La ministre a évoqué les nombreux endroits du pays, où des Sud-Africains jouent les justiciers, appelant à ne pas prendre « la loi entre vos mains ». « Certains brandissent des armes à feu, en réponse apparente aux incidents. S’ils ont le droit de protéger leur propriété, leur vie, leur quartier », ils doivent s’assurer qu’ils n’agissent pas « en désaccord avec la loi »
« Tensions raciales »
Plus tôt dans la journée, le ministre de la police avait confirmé qu’il y a eu vingt morts à Phoenix, un township près de Durban où des membres de la communauté indienne s’en sont pris à des pillards présumés. Il affirmait que la situation y restait tendue. Bheki Cele avait noté la veille que des « tensions raciales ont entaché ces troubles » à Phoenix, liés à des groupes cherchant à « protéger leur quartier des pillards ». Des vidéos d’une violence inouïe circulent sur les réseaux sociaux, repérés notamment via le mot-dièse #PhoenixMassacre. Elles montrent des hommes d’origine indienne battre brutalement des jeunes hommes noirs à terre.
Ailleurs, comme dans le township de Vosloorus, au sud de Johannesburg, d’autres se substituent aux forces de l’ordre, passant à tabac des présumés pillards avant d’en remettre certains, menottés, aux forces de l’ordre, selon une équipe de l’Agence France-Presse (AFP) sur place.

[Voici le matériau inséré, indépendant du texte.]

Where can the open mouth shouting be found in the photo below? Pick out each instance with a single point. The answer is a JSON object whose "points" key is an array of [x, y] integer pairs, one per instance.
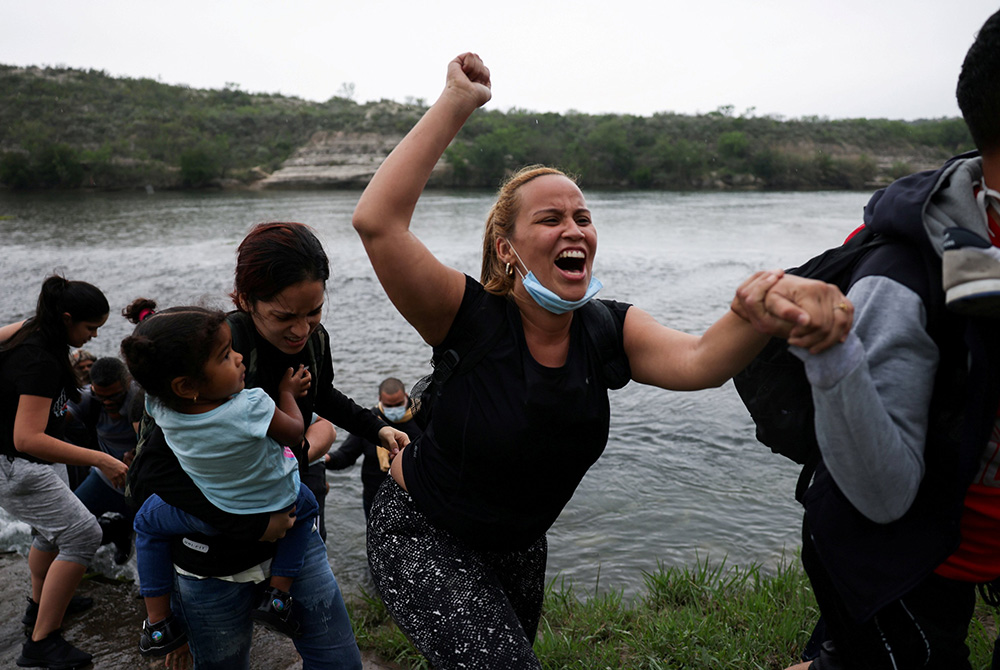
{"points": [[573, 263]]}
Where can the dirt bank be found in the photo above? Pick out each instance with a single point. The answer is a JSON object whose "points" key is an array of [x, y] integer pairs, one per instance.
{"points": [[109, 629]]}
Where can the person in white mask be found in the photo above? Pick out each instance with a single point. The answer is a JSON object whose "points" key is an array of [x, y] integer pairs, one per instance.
{"points": [[456, 535]]}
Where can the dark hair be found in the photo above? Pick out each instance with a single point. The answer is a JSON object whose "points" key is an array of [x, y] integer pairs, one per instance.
{"points": [[272, 257], [107, 370], [978, 89], [390, 385], [176, 342], [82, 301]]}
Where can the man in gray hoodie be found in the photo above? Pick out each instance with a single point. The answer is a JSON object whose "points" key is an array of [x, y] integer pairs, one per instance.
{"points": [[903, 514]]}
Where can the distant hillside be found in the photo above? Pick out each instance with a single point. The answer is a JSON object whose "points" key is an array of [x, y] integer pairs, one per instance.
{"points": [[65, 128]]}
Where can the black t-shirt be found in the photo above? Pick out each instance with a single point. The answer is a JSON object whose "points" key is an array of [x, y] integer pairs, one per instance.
{"points": [[510, 440], [31, 368]]}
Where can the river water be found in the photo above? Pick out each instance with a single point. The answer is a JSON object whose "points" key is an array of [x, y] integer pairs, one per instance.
{"points": [[682, 480]]}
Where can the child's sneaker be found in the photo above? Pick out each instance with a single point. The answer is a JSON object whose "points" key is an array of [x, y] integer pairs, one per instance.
{"points": [[53, 652], [275, 613], [971, 270], [162, 637]]}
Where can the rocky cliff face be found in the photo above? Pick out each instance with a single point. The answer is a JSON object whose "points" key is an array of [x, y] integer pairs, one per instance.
{"points": [[338, 159]]}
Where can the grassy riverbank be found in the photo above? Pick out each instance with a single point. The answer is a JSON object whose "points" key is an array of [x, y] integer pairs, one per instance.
{"points": [[702, 617]]}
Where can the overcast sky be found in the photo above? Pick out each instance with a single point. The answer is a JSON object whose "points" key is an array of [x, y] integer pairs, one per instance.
{"points": [[894, 59]]}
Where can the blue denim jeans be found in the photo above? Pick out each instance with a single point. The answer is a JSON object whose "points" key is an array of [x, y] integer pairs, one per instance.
{"points": [[217, 617], [156, 523]]}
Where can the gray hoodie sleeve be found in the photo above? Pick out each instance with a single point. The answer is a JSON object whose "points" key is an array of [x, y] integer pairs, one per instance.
{"points": [[872, 395]]}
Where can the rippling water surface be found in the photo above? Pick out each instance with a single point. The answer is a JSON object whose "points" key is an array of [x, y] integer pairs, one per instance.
{"points": [[682, 478]]}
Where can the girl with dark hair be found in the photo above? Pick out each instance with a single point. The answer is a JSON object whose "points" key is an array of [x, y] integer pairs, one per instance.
{"points": [[279, 291], [456, 536], [36, 380], [228, 439]]}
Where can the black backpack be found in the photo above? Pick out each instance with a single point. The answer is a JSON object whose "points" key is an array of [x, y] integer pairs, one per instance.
{"points": [[774, 387], [598, 323]]}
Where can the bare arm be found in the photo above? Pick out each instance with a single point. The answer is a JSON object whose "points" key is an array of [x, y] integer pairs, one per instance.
{"points": [[320, 434], [802, 310], [426, 292], [287, 426], [30, 438]]}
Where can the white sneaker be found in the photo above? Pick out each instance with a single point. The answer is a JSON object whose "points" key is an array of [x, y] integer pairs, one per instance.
{"points": [[971, 273]]}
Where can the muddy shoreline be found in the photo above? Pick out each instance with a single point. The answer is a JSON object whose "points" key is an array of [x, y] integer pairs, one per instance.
{"points": [[109, 630]]}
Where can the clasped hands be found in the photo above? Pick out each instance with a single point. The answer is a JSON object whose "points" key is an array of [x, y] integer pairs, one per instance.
{"points": [[808, 313]]}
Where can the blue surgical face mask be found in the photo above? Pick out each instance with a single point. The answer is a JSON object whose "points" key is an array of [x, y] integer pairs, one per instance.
{"points": [[394, 414], [547, 298]]}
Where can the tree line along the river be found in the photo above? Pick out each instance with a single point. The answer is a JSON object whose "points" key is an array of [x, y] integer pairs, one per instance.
{"points": [[67, 128]]}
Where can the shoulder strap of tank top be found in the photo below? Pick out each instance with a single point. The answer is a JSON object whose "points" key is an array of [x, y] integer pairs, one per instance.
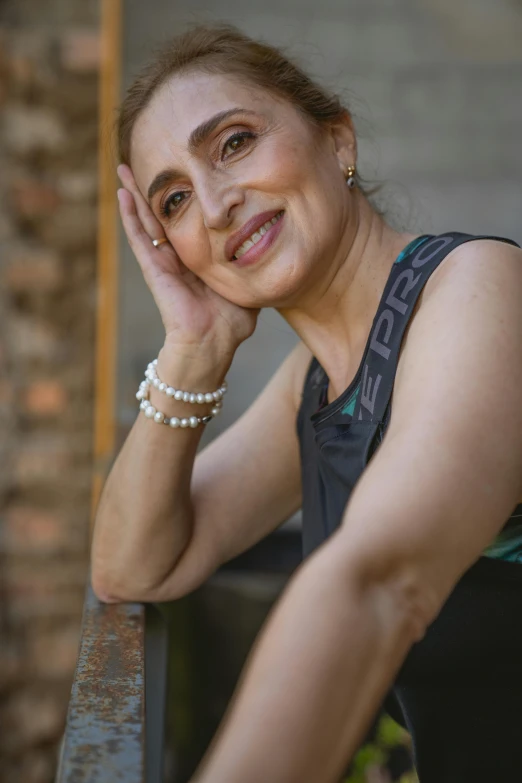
{"points": [[406, 281]]}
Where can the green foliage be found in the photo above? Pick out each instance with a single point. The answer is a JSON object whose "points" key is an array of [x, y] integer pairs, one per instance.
{"points": [[375, 754]]}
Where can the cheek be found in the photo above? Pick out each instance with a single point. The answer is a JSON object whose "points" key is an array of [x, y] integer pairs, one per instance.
{"points": [[193, 249]]}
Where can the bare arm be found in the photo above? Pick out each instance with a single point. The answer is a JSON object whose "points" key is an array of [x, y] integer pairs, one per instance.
{"points": [[167, 519], [439, 488]]}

De nombreux Sud-Africains, ne comptant que sur eux-mêmes, ont également commencé à déblayer et réparer. La présidence sud-africaine a tweeté, jeudi, ses remerciements à « ceux qui s’engagent dans les opérations de nettoyage ». Dans le centre de Johannesburg, beaucoup de magasins sont fermés. Des rues restent bloquées par des barricades calcinées. « Ça ne sert à rien d’être en colère, il faut retrousser ses manches maintenant », témoigne un riverain soucieux de conserver son anonymat.
L’armée pour pacifier
« Le plus terrible, c’est que de nombreux commerçants ne sont pas assurés, ils ne peuvent espérer aucun dédommagement », souligne Michael Sun, politique dans l’opposition municipale.

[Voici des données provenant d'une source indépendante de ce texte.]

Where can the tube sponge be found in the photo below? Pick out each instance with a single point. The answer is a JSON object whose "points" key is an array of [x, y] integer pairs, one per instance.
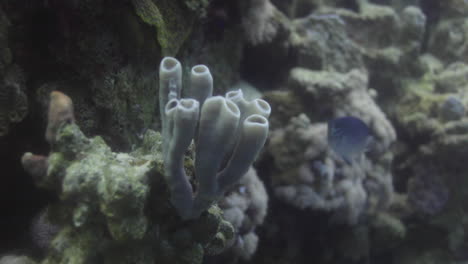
{"points": [[229, 133]]}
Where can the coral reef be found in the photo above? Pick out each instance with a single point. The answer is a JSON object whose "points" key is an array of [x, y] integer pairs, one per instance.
{"points": [[137, 196], [318, 179], [113, 206], [245, 207]]}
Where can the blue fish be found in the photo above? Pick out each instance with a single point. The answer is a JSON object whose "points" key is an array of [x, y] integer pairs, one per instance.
{"points": [[349, 137]]}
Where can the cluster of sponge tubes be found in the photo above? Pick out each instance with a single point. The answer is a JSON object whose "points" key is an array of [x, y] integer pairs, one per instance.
{"points": [[228, 132]]}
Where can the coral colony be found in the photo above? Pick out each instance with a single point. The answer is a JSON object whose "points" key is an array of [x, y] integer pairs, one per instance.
{"points": [[106, 198]]}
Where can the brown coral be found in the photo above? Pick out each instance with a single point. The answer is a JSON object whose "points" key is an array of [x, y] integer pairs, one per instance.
{"points": [[60, 112]]}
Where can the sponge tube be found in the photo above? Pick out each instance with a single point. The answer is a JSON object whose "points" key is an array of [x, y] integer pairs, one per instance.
{"points": [[253, 136], [219, 120], [182, 120], [201, 83]]}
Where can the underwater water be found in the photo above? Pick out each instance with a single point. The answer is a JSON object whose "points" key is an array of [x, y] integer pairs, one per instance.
{"points": [[249, 131]]}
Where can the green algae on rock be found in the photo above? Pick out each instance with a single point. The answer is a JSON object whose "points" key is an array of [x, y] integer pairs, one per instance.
{"points": [[116, 204], [173, 27]]}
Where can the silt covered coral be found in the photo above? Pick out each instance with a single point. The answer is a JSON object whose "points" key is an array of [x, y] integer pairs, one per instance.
{"points": [[113, 206]]}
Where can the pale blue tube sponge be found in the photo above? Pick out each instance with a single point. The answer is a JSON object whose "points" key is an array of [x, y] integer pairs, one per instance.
{"points": [[229, 133]]}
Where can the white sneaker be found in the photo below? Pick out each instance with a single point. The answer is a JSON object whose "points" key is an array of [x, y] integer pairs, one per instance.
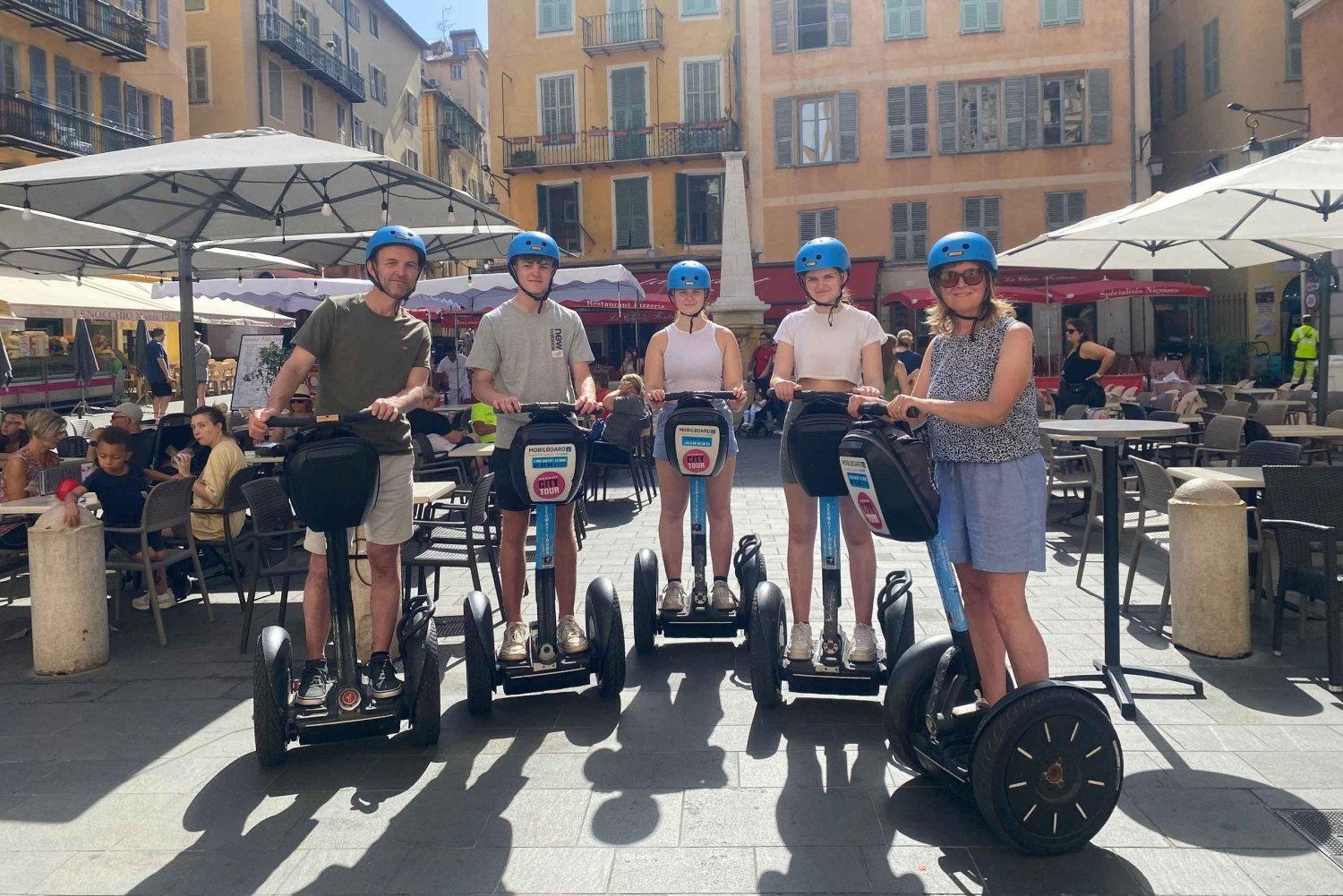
{"points": [[673, 598], [800, 644], [515, 643], [723, 597], [864, 648], [166, 602], [571, 636]]}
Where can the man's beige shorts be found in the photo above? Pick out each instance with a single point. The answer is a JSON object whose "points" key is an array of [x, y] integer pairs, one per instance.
{"points": [[391, 517]]}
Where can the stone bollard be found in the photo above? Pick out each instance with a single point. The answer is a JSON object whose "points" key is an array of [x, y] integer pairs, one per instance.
{"points": [[1210, 609], [69, 594]]}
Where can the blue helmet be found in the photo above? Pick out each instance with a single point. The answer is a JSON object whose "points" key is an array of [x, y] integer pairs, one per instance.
{"points": [[395, 235], [534, 243], [962, 246], [689, 276], [824, 252]]}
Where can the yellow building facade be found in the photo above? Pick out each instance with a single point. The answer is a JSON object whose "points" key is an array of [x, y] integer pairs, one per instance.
{"points": [[612, 120], [86, 77]]}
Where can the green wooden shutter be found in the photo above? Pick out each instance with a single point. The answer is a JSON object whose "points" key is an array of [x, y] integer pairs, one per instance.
{"points": [[846, 102], [1098, 107], [783, 132], [947, 117]]}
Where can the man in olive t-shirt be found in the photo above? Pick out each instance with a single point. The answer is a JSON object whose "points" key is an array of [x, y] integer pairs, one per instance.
{"points": [[375, 356]]}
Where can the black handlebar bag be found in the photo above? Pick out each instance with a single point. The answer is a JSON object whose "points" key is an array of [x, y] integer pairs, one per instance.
{"points": [[332, 477], [814, 438], [550, 458], [697, 435], [889, 476]]}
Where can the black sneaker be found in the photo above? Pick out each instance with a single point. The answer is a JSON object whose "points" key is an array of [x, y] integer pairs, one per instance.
{"points": [[381, 676], [313, 686]]}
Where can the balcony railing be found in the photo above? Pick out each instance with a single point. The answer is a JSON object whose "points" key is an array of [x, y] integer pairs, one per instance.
{"points": [[47, 131], [615, 31], [603, 147], [98, 23], [282, 37]]}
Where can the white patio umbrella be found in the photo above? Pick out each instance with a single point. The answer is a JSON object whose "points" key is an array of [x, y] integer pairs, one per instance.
{"points": [[242, 184]]}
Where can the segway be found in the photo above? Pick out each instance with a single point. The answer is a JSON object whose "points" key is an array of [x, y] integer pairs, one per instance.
{"points": [[814, 437], [332, 479], [550, 457], [697, 435], [1044, 764]]}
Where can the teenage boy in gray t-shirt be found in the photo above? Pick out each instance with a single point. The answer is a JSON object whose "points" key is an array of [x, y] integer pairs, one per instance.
{"points": [[532, 349]]}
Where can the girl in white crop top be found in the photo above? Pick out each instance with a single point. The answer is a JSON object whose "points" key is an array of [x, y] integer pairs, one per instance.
{"points": [[692, 354], [829, 346]]}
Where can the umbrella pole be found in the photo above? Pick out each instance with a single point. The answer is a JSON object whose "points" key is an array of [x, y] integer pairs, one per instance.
{"points": [[185, 328]]}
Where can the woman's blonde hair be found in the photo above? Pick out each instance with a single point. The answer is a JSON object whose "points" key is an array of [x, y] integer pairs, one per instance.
{"points": [[942, 322], [46, 424]]}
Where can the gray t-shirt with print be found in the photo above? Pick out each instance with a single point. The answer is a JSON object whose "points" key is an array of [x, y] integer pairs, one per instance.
{"points": [[529, 356]]}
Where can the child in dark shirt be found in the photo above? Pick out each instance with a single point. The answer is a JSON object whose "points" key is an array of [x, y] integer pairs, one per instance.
{"points": [[120, 487]]}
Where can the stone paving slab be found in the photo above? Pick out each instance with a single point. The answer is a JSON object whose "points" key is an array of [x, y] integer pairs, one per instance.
{"points": [[139, 777]]}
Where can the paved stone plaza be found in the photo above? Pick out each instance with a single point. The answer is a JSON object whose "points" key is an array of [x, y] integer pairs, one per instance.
{"points": [[139, 777]]}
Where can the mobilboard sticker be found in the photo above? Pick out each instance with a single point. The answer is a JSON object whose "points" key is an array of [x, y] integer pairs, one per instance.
{"points": [[550, 472], [859, 479], [696, 449]]}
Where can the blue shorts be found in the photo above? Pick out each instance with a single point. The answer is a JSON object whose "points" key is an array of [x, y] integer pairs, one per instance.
{"points": [[993, 515], [660, 442]]}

L’armée va multiplier ses effectifs sur le terrain, pour stabiliser Johannesburg et pacifier les zones plus tendues, notamment les grandes villes du Kwazulu-Natal, le port de Durban et sa capitale Pietermaritzburg. Le président Cyril Ramaphosa avait autorisé, lundi, le déploiement de 2 500 soldats, doublé deux jours plus tard. La ministre de la défense a dit souhaiter jusqu’à 25 000 soldats pour faire face à l’urgence. « Tous les réservistes doivent se présenter à l’aube », jeudi, « dans leurs unités respectives », leur avait annoncé, la veille, le chef de l’armée.

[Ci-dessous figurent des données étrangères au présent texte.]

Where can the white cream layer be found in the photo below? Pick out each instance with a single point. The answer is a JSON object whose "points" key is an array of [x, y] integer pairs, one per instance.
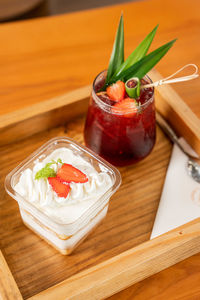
{"points": [[80, 197]]}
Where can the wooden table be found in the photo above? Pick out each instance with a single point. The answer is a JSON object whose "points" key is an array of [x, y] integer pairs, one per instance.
{"points": [[46, 57]]}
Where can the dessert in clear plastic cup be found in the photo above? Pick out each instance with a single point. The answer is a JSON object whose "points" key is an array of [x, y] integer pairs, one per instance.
{"points": [[63, 222]]}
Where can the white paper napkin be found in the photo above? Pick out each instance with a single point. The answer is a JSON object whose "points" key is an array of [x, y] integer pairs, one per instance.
{"points": [[180, 200]]}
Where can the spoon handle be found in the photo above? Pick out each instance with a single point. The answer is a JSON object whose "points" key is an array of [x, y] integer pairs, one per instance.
{"points": [[171, 133]]}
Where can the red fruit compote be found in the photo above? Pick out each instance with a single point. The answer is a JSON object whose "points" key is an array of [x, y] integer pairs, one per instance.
{"points": [[122, 138]]}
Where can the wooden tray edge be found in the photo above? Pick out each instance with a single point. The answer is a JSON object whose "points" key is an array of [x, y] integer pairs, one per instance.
{"points": [[54, 112], [8, 287], [131, 266]]}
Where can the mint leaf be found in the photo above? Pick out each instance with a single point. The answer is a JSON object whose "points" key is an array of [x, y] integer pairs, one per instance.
{"points": [[45, 173]]}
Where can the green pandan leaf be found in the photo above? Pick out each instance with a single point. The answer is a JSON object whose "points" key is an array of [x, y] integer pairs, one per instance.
{"points": [[117, 56], [138, 53], [144, 65]]}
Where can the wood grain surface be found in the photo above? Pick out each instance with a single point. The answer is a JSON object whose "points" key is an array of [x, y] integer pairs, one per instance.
{"points": [[36, 265], [8, 287], [44, 58]]}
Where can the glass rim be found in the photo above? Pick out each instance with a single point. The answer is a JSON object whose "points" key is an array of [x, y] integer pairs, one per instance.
{"points": [[107, 107]]}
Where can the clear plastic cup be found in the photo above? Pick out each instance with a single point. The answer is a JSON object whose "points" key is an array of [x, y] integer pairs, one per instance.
{"points": [[64, 237]]}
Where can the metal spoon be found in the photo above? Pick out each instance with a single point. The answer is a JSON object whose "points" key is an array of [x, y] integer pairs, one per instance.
{"points": [[193, 166]]}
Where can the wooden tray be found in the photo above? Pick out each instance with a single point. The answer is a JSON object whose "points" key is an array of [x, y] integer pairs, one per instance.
{"points": [[118, 253]]}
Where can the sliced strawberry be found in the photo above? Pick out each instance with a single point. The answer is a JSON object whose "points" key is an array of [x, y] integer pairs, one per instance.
{"points": [[68, 173], [116, 91], [60, 188], [127, 107]]}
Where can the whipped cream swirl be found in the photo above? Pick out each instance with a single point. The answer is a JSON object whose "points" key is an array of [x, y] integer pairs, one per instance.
{"points": [[40, 193]]}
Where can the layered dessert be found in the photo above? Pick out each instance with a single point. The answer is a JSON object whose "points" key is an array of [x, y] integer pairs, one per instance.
{"points": [[64, 194]]}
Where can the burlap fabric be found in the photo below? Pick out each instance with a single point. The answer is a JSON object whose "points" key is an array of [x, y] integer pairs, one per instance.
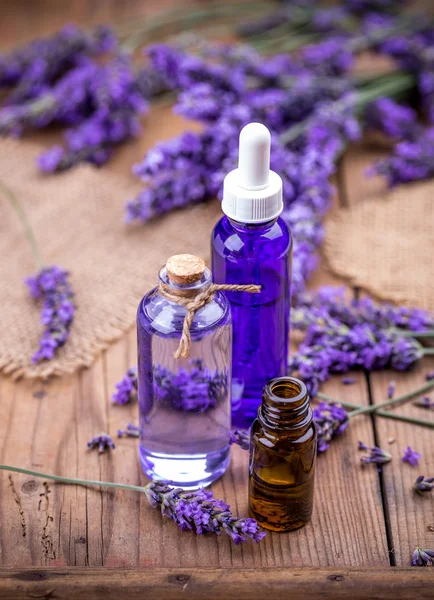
{"points": [[385, 244], [78, 219]]}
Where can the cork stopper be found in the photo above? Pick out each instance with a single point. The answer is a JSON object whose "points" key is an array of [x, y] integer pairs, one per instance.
{"points": [[184, 269]]}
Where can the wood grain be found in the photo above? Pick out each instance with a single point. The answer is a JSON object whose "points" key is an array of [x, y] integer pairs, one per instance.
{"points": [[409, 518], [219, 584], [411, 515]]}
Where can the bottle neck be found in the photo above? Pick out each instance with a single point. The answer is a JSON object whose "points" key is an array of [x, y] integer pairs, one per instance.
{"points": [[252, 227], [285, 404]]}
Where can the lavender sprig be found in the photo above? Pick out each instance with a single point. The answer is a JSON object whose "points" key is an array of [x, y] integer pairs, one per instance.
{"points": [[195, 511], [330, 420], [126, 389], [341, 336], [391, 389], [411, 457], [422, 558], [33, 68], [102, 441], [201, 513], [424, 402], [374, 454], [423, 484], [51, 285]]}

Sur le terrain, ces annonces sont reçues avec soulagement. « Les militaires, c’est une bonne chose, car chez nous, les gens ont bien plus peur d’un soldat que d’un policier », explique Musa Mbele-Radebe, 30 ans, parmi les centaines de personnes qui déblaient le centre commercial ravagé de Jabulani (« réjouis-toi » en zoulou) à Soweto.